Using LLMs to Capture Users' Temporal Context for Recommendation
Milad Sabouri, Masoud Mansoury, Kun Lin, Bamshad Mobasher

TL;DR
This paper systematically investigates how Large Language Models can generate time-aware user profiles that improve recommendation quality by capturing both short-term and long-term preferences, with effectiveness depending on data richness.
Contribution
It provides a detailed analysis of LLMs' ability to model dynamic user contexts and disentangle different temporal preferences for recommendation purposes.
Findings
LLMs produce semantically rich, time-aware user profiles.
Effectiveness varies with dataset density, performing better in dense domains.

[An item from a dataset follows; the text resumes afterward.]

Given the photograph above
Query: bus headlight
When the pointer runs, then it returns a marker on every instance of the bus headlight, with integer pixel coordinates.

Temporal context modeling benefits recommendation accuracy in certain environments.
Abstract
Effective recommender systems demand dynamic user understanding, especially in complex, evolving environments. Traditional user profiling often fails to capture the nuanced, temporal contextual factors of user preferences, such as transient short-term interests and enduring long-term tastes. This paper presents an assessment of Large Language Models (LLMs) for generating semantically rich, time-aware user profiles. We do not propose a novel end-to-end recommendation architecture; instead, the core contribution is a systematic investigation into the degree of LLM effectiveness in capturing the dynamics of user context by disentangling short-term and long-term preferences. This approach, framing temporal preferences as dynamic user contexts for recommendations, adaptively fuses these distinct contextual components into comprehensive user embeddings. The evaluation across Movies&TV and…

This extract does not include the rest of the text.